All-grade AEs with the most variability between the two arms for the combination, single-agent encorafenib, and vemurafenib, respectively, were arthralgia (26%, 44%, 45%), pyrexia (18%, 15%, 28%), alopecia (14%, 56%, 37%), hyperkeratosis (14%, 38%, 29%), dry skin (14%, 30%, 23%), rash (14%, 21%, 29%), palmoplantar keratoderma (9%, 26%, 16%), and palmar-plantar erythrodysesthesia syndrome (7%, 51%, 14%). All-grade AEs of special interest with the combination included rash (23%), pyrexia (18%), retinal pigment epithelial detachment (13%), and photosensitivity (5%).
Grade 3/4 AEs were experienced by 58% of patients treated with the combination versus 66% and 63% with encorafenib and vemurafenib, respectively. The most common grade 3/4 AEs with the combination were gamma-glutamyltransferase, increased blood creatine phosphokinase, and hypertension.
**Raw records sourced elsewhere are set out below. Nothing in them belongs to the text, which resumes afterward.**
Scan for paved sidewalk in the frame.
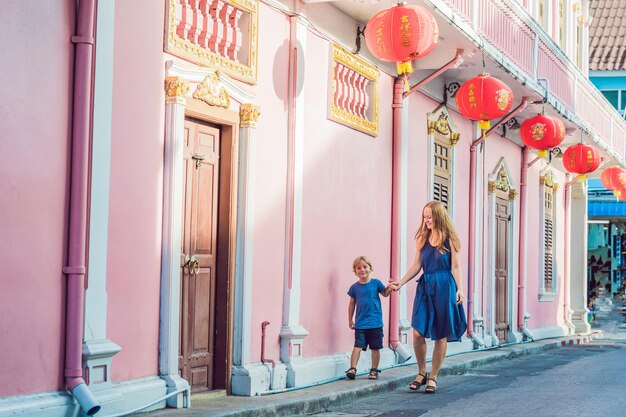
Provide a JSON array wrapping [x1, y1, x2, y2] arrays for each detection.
[[144, 332, 602, 417]]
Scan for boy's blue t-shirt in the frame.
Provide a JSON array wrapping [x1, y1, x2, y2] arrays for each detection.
[[348, 278, 385, 329]]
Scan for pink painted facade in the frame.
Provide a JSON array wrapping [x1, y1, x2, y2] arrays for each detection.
[[0, 0, 626, 415]]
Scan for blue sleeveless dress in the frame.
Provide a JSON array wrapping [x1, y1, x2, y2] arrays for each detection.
[[411, 241, 467, 342]]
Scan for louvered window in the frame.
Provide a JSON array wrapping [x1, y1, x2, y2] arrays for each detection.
[[543, 187, 554, 292], [433, 134, 451, 209]]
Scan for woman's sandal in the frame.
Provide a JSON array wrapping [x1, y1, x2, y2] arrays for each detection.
[[424, 378, 437, 394], [367, 368, 380, 379], [409, 372, 428, 391]]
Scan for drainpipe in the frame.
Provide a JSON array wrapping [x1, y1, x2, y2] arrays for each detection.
[[563, 174, 578, 334], [467, 97, 528, 346], [389, 49, 463, 363], [517, 147, 541, 340], [63, 0, 101, 416], [261, 320, 276, 390]]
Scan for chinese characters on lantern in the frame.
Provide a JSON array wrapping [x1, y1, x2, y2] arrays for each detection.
[[376, 20, 387, 52], [467, 84, 477, 109], [400, 15, 411, 48]]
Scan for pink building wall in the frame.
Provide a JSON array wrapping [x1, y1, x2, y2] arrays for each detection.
[[301, 39, 393, 356], [0, 0, 74, 397], [400, 93, 475, 320], [107, 0, 165, 381], [249, 4, 289, 361]]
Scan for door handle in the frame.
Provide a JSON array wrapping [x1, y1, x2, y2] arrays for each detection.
[[191, 153, 204, 168], [181, 255, 191, 276]]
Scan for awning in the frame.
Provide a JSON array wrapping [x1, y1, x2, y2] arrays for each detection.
[[587, 201, 626, 220]]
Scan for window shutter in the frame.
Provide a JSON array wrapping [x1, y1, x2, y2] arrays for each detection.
[[544, 216, 553, 291], [433, 135, 451, 210], [543, 186, 554, 292]]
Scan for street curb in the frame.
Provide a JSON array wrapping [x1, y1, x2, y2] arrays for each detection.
[[200, 333, 601, 417]]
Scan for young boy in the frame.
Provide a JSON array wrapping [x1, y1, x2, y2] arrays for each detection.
[[346, 256, 391, 379]]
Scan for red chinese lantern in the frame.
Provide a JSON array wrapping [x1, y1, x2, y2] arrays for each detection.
[[520, 114, 565, 158], [563, 143, 600, 179], [455, 73, 513, 133], [600, 166, 626, 196], [365, 4, 439, 75]]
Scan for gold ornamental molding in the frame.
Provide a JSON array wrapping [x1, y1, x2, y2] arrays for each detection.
[[450, 132, 461, 147], [165, 0, 259, 84], [539, 170, 558, 188], [328, 44, 380, 136], [428, 104, 461, 147], [239, 103, 261, 127], [165, 77, 189, 104], [488, 167, 517, 195], [193, 71, 230, 108]]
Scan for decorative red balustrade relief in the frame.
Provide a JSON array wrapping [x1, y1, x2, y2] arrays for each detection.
[[537, 41, 574, 109], [175, 0, 243, 62], [333, 62, 369, 119], [477, 1, 535, 74], [443, 0, 626, 157]]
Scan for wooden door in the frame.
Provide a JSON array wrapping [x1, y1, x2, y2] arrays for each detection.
[[178, 118, 220, 392], [495, 197, 509, 343]]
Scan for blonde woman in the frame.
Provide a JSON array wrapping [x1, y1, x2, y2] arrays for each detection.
[[389, 201, 467, 394]]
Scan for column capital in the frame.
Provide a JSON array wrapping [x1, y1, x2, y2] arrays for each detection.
[[165, 77, 189, 104], [239, 103, 261, 127]]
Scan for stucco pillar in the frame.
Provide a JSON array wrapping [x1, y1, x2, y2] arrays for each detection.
[[83, 0, 121, 388], [159, 77, 189, 408], [233, 104, 261, 366], [280, 16, 309, 386], [563, 183, 591, 333]]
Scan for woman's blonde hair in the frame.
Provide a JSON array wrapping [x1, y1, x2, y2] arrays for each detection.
[[415, 201, 461, 252], [352, 256, 374, 272]]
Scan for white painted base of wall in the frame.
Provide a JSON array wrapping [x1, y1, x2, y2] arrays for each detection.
[[0, 377, 166, 417], [572, 308, 591, 334], [507, 330, 524, 343], [231, 346, 400, 396], [231, 338, 474, 396], [231, 362, 287, 396], [529, 326, 567, 340]]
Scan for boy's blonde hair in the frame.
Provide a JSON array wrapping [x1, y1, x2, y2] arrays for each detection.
[[352, 256, 374, 272]]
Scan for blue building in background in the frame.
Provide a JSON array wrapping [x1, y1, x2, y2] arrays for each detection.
[[587, 0, 626, 299]]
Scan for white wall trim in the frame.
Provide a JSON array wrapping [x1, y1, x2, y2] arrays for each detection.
[[0, 377, 167, 417], [280, 16, 309, 380]]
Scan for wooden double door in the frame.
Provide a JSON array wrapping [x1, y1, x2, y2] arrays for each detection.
[[178, 118, 220, 392]]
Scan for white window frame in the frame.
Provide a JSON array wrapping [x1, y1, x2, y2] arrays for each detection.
[[537, 167, 559, 301]]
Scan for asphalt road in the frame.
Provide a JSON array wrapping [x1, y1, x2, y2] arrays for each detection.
[[296, 306, 626, 417]]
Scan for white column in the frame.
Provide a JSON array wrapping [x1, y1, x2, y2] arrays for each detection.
[[398, 100, 412, 334], [159, 77, 189, 408], [83, 0, 121, 387], [280, 16, 309, 386], [563, 183, 591, 333], [233, 104, 261, 366]]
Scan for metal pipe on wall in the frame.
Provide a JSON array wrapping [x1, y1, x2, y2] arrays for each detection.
[[63, 0, 101, 416]]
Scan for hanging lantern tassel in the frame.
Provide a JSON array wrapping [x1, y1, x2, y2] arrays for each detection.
[[396, 61, 413, 92], [478, 120, 491, 140]]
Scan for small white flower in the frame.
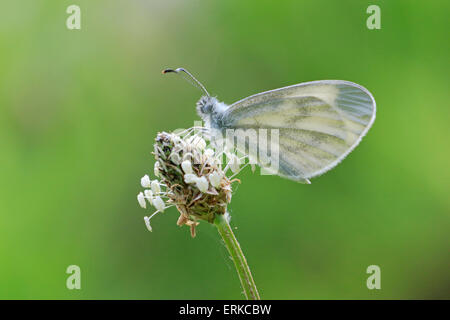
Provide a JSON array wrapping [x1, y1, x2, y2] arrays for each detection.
[[153, 161, 160, 178], [144, 189, 153, 205], [184, 173, 198, 183], [205, 148, 214, 157], [195, 177, 208, 193], [228, 154, 241, 173], [208, 171, 222, 188], [141, 174, 150, 188], [153, 197, 166, 212], [144, 217, 152, 232], [137, 192, 147, 209], [170, 152, 181, 164], [151, 180, 161, 194], [181, 160, 193, 173], [195, 137, 206, 150]]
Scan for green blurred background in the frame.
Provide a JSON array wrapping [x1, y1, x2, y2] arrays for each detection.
[[0, 0, 450, 299]]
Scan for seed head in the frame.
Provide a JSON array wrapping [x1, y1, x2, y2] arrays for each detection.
[[138, 129, 241, 237]]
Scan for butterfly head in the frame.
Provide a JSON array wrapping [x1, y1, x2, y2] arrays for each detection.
[[197, 96, 218, 118]]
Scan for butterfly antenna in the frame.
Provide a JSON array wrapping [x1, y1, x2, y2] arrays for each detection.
[[162, 68, 209, 97]]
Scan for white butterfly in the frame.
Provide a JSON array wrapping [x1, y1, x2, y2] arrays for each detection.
[[163, 68, 376, 183]]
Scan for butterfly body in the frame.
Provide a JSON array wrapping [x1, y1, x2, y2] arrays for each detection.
[[165, 68, 376, 183]]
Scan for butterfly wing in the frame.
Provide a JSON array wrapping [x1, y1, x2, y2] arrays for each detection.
[[222, 80, 376, 183]]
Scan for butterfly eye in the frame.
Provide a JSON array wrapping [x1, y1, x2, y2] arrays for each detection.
[[200, 103, 212, 113]]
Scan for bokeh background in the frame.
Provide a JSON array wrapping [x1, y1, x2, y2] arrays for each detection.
[[0, 0, 450, 299]]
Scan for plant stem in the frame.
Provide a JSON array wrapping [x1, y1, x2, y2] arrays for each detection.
[[214, 214, 261, 300]]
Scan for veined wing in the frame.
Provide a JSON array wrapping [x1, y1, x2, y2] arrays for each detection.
[[222, 80, 376, 183]]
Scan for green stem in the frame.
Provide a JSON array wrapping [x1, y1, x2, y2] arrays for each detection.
[[214, 214, 260, 300]]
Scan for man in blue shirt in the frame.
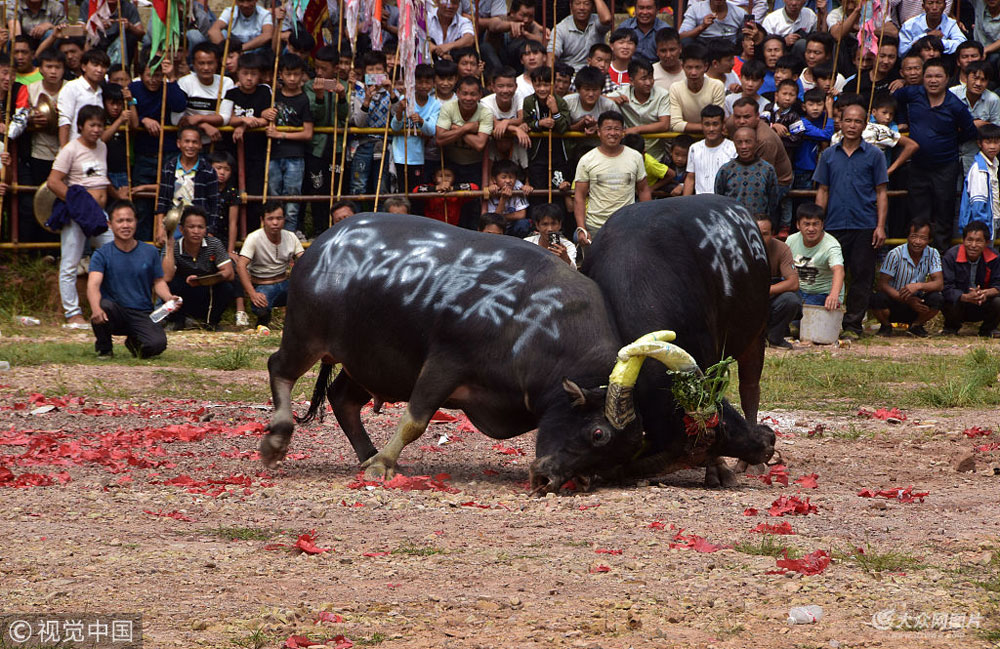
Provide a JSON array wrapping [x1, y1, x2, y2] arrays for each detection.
[[871, 216, 944, 338], [894, 59, 977, 251], [619, 0, 670, 63], [87, 201, 176, 359], [813, 104, 888, 338]]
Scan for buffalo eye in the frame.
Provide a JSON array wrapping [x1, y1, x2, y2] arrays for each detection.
[[590, 428, 611, 446]]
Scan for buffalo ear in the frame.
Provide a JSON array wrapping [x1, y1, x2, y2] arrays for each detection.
[[563, 377, 587, 408], [563, 377, 606, 408]]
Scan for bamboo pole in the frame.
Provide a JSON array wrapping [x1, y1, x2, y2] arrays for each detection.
[[262, 3, 281, 203], [118, 0, 132, 192], [868, 2, 889, 115], [153, 2, 174, 240], [215, 0, 238, 113], [372, 38, 400, 212]]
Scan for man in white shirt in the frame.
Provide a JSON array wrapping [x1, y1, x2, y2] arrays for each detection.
[[174, 41, 236, 144], [427, 0, 476, 58], [208, 0, 274, 54], [56, 50, 111, 147]]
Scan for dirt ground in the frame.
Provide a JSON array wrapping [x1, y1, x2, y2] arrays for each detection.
[[0, 332, 1000, 649]]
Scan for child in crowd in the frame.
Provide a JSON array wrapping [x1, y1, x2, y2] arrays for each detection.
[[477, 212, 504, 234], [524, 65, 570, 197], [723, 59, 768, 119], [958, 123, 1000, 240], [608, 27, 639, 88], [684, 104, 736, 196], [663, 133, 694, 196], [482, 160, 532, 237], [267, 54, 312, 241], [101, 83, 129, 187], [524, 204, 580, 269], [389, 63, 441, 190], [413, 167, 478, 225]]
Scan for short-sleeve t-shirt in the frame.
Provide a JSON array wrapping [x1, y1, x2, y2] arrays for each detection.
[[437, 99, 493, 165], [52, 139, 110, 188], [786, 232, 844, 300], [576, 147, 646, 232], [271, 92, 312, 159], [240, 229, 305, 279], [90, 241, 163, 311], [174, 237, 232, 280]]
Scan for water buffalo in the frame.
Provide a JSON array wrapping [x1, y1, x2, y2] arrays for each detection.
[[583, 195, 775, 486], [260, 214, 704, 492]]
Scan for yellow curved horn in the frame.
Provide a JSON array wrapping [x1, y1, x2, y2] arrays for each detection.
[[604, 330, 699, 429]]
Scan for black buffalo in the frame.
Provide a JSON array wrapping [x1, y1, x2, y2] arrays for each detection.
[[260, 214, 688, 491], [583, 195, 775, 486]]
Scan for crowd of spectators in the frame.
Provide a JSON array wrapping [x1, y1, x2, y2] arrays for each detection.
[[0, 0, 1000, 353]]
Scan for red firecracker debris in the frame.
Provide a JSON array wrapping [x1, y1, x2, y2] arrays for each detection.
[[858, 485, 930, 503], [767, 496, 817, 516], [750, 521, 795, 534], [795, 473, 819, 489]]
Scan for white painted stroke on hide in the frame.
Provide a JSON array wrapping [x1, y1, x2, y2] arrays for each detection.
[[696, 208, 767, 296], [312, 223, 563, 354]]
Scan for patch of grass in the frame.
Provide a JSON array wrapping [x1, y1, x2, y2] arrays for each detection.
[[233, 629, 274, 649], [206, 527, 274, 541], [733, 534, 802, 559], [392, 545, 445, 557], [208, 340, 256, 371], [354, 631, 389, 646], [834, 542, 925, 575]]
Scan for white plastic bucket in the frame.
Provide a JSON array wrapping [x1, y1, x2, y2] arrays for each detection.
[[799, 304, 844, 345]]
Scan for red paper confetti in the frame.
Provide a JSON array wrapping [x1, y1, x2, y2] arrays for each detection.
[[774, 550, 830, 575], [293, 530, 330, 554], [142, 509, 194, 522], [795, 473, 819, 489], [858, 485, 930, 503], [767, 496, 817, 516], [750, 521, 795, 534], [858, 408, 906, 421]]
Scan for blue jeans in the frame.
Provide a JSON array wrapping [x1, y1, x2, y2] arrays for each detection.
[[247, 279, 288, 326], [267, 157, 306, 232]]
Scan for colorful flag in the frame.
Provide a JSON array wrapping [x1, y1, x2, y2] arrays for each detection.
[[87, 0, 111, 47], [149, 0, 181, 70]]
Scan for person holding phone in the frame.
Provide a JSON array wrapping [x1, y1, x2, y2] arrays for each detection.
[[524, 203, 576, 269]]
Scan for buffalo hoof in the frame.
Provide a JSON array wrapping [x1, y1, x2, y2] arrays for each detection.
[[260, 433, 291, 469], [705, 462, 736, 489], [361, 453, 396, 480]]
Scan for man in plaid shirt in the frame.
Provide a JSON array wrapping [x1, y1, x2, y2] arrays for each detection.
[[351, 52, 399, 194]]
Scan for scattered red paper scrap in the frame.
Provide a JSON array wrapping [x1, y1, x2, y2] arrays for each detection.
[[858, 408, 906, 421], [768, 550, 830, 575], [767, 496, 818, 516], [750, 521, 795, 534], [858, 485, 930, 503], [795, 473, 819, 489], [293, 530, 331, 554], [142, 509, 194, 522]]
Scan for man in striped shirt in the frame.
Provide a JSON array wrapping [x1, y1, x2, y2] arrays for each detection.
[[871, 216, 944, 338]]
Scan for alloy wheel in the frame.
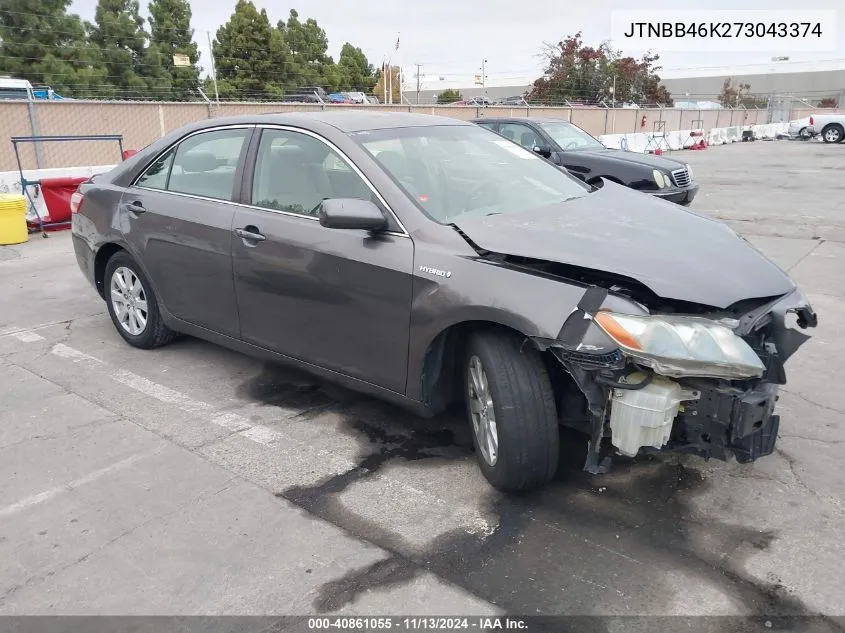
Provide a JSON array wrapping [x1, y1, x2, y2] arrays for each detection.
[[109, 266, 149, 336], [467, 356, 499, 466]]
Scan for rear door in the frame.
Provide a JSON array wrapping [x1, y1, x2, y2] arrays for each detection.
[[121, 126, 253, 336], [232, 128, 414, 393]]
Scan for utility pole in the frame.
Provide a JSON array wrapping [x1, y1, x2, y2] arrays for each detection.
[[205, 31, 220, 107]]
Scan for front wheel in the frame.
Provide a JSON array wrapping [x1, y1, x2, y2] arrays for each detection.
[[463, 330, 560, 491], [822, 124, 845, 143], [105, 251, 176, 349]]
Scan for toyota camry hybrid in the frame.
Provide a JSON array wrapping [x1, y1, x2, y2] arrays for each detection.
[[72, 111, 817, 490]]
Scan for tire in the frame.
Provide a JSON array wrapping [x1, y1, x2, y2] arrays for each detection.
[[462, 331, 560, 491], [103, 251, 176, 349], [822, 123, 845, 143]]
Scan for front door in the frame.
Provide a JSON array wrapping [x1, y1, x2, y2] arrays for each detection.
[[121, 127, 252, 336], [232, 128, 414, 393]]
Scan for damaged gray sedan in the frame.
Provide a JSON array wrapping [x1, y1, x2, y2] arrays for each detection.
[[72, 111, 816, 490]]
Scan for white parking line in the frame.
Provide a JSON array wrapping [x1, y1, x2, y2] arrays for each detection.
[[50, 343, 252, 436], [0, 446, 164, 517]]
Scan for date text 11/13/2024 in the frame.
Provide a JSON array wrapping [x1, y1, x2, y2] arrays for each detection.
[[308, 616, 528, 631]]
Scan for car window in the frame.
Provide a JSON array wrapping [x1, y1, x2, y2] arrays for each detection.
[[540, 121, 604, 151], [135, 149, 176, 189], [499, 123, 540, 149], [251, 130, 375, 216], [350, 125, 590, 224], [167, 128, 249, 200]]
Time to first grade 3/4 AE was long with the combination, at 2.5 months versus 0.4 months for encorafenib and 1.3 months for vemurafenib.
In March, Array withdrew its FDA new drug application for single-agent binimetinib as a treatment for patients withNRAS-mutant advanced melanoma, based on feedback from the FDA during a preplanned review meeting.
The application for binimetinib was based on data from the phase III NEMO study, which was presented at the 2016 ASCO Annual Meeting. In the open-label study, PFS with binimetinib was 2.8 versus 1.5 months with dacarbazine, representing a 38% reduction in the risk of progression or death (HR, 0.62; 95% CI, 0.47-0.80;P<.0001); however, OS was not improved with the MEK inhibitor.
Dummer R, Ascierto PA, Gogas HJ, et al. Results of COLUMBUS Part 1: A Phase 3 Trial of Encorafenib (ENCO) Plus Binimetinib (BINI) Versus Vemurafenib (VEM) or ENCO in BRAF-Mutant Melanoma. Presented at: Society for Melanoma Research Annual Meeting; Boston, Massachusetts; November 6-9, 2016.